I work as a science teacher in Oak Park, Illinois. Our school has almost 900 students in three grades. Every day I teach almost 160 Grade 8 students aged 13-14. The district is quite racially diverse and students primarily come from lower middle class or more wealthy families.
Once I arrive at around 8.15am, I greet the other teachers on my team, make a large cup of coffee and check my materials are ready. At 8.54am, the quiet hallways suddenly fill with a mass of children. Six minutes later, at the start of first period, they are empty except for a few chronic stragglers.
I teach six science periods every day. We do many hands-on activities with fire, chemicals and other lab equipment. On some days, I might demonstrate a loud or visually exciting chemical reaction in the fume hood. If it can be done safely, I allow a student to perform the demonstration.
I know exactly which periods are going to be the most tiring. Although behaviour in class is generally good, I have the usual handful of students with impulse-control issues, attention deficits, social and emotional problems and resistance to doing work. Classes are very mixed: children working at near-college level may be seated next to those working well below grade level. This is one of our biggest challenges. To deal with it, I have developed three skill levels in each class that students can choose from.
During fourth period, the other teachers on my team and I discuss the students at risk of not passing. At least one teacher relays a story about something a child said or did that was especially inappropriate, hilarious or both. We are dealing with teenagers, after all.

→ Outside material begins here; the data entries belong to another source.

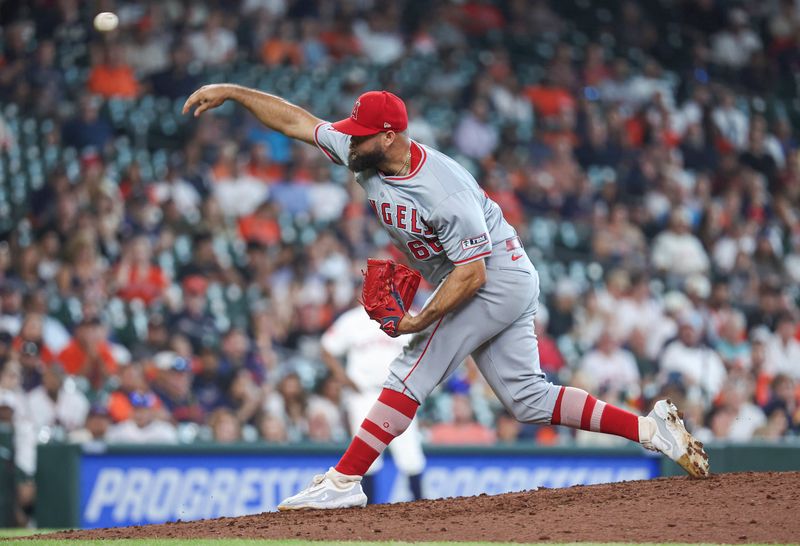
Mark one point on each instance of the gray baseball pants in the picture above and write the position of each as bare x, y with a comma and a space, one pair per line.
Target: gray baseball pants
496, 328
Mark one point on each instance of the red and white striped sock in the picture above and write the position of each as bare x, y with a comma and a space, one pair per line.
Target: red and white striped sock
577, 408
388, 418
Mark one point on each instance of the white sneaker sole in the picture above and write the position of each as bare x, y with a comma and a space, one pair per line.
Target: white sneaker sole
354, 501
694, 459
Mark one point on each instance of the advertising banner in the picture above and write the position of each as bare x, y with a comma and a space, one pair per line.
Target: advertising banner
120, 489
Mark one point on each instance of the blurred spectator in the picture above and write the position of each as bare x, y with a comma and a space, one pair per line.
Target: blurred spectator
89, 353
136, 276
475, 136
143, 427
677, 251
784, 399
98, 422
131, 380
112, 77
697, 365
737, 395
214, 44
550, 358
327, 405
57, 401
173, 386
783, 349
290, 403
730, 121
87, 129
225, 427
211, 383
462, 428
733, 46
194, 321
271, 429
732, 344
610, 367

At lunchtime, I supervise the cafeteria. It's the only way to make extra money without coming in early or staying late, so for me it's a perfect way to supplement my salary. Few seem to share that opinion, however, and we are rarely able to find enough staff to supervise, extra money or not. I suppose I can see why: the cafeteria is unquestionably the loudest room in the entire school.
The final bell rings at 3.30pm after a relatively short but very intense day. Most students are usually long gone within 10 minutes of the bell. Strangely, the children who are the least enthused about being in class are often the last to leave.
Soon afterwards, I exit the building and walk home, stopping for an iced americano on the way. As I sip my coffee, I boast inwardly of my good fortune in being able to relax at a cafe while most of my colleagues are in their cars, battling the rush-hour traffic.